Mixing Sinc kernels to improve interpolations in smoothed particle hydrodynamics without pairing instability

The smoothed particle hydrodynamic technique is strongly based on the proper choice of interpolation functions. This statement is particularly relevant for the study of subsonic fluxes and turbulence, where inherent small errors in the averaging procedures introduce excessive damping on the smallest scales. To mitigate these errors, we can increase both the number of interpolating points and the order of the interpolating kernel function. However, this approach leads to a higher computational burden across all fluid regions. Ideally, the development of a single kernel function capable of effectively accommodating varying numbers of interpolating points in different fluid regions, providing good resolution and minimal errors would be highly desirable. In this work, we revisit and extend the main properties of a family of interpolators called Sinc kernels and compare them with the widely used family of Wendland kernels.
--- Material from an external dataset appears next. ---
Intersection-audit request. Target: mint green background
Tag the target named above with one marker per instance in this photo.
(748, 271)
We show that a linear combination of low- and high-order Sinc kernels generates good-quality interpolators, which are resistant to pairing instability while maintaining good sampling properties in a wide range of neighbour interpolating points, 60 <= nb <= 400. We show that a particular case of this linear mix of Sincs produces a well-balanced and robust kernel that improves previous results in the Gresho-Chan vortex experiment even when the number of neighbours is not large, while yielding a good convergence rate. Although such a mixing technique is ideally suited for Sinc kernels owing to their excellent flexibility, it can be easily applied to other interpolating families such as the B-splines and Wendland kernels.